System Architecture Examples
Spelling Suggestion Service
- Read a big file with lots of words.
- Normalize the file: remove anything that’s not a-z and make it lower-case.
- Generate a count parameter for the frequency of each word in the English language, giving it a sort of score.
- When the spelling suggestion word comes in, process it to find the following variants of the word (suitable corrections):
- Transposing letters
- Adding letters
- Removing letters
- Replace existing letter
- Total variations for a word of length n is: ~54n+25 (for English alphabet with 26 letters).
- Decide if 1 edit is enough, or if you want to try 2/3/4 edits, etc. (1/2 is prob. enough).
- To add another edit just run the function that generates edits on the results of the first run.
- Now keep only variations that are known as words, from the words list we generated at the beginning.
- Factor in plural form, present/past tenses, etc.
- Sort by score, descending.
Search Engine
- Separate the system to different parts:
- Web crawler – retrieve new documents, update content of existing ones
- Document store – contain document content and all metadata (URL, date, etc.)
- Indexer – create the index
- Querying – serving search requests
- Ranking – sorting the results
Indexing
- Define the corpus (document collection). How will we get it? Designing a web crawler is a whole topic on its own (but might still be in the scope of such a question).
- Likely want to ignore casing, grammatical tenses, “stop words” (most common words in a language, e.g., the, is, at, which, on, etc.).
- Build an Inverted Index from parsing the documents. Given a query the index can return the list of documents relevant for it.
- Each vocabulary term is a key in the index whose value is its documents list.

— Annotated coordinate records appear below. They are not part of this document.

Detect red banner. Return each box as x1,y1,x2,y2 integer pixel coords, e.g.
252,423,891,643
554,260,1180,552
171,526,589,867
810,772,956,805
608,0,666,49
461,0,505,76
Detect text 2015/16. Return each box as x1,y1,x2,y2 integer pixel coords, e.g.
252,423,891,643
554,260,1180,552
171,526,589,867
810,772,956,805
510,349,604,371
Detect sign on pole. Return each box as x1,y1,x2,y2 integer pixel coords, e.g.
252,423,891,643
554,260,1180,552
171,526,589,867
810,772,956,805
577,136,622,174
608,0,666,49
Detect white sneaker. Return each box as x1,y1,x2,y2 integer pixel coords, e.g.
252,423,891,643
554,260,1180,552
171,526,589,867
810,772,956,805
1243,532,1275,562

- Inverted index will also contain additional information such as: overall number of occurrences (frequency), occurrence position in each document.
- Parse each document:
- Lower case all input.
- Extract tokens; Token = alphanumeric
[a-z0-9]
characters terminated by a non-alphanumeric character.
- Filter out stop words.
- Use stemming (Porter Stemmer for English, for example) to remove common endings from words (-s, -ing, -er, -ed, etc.).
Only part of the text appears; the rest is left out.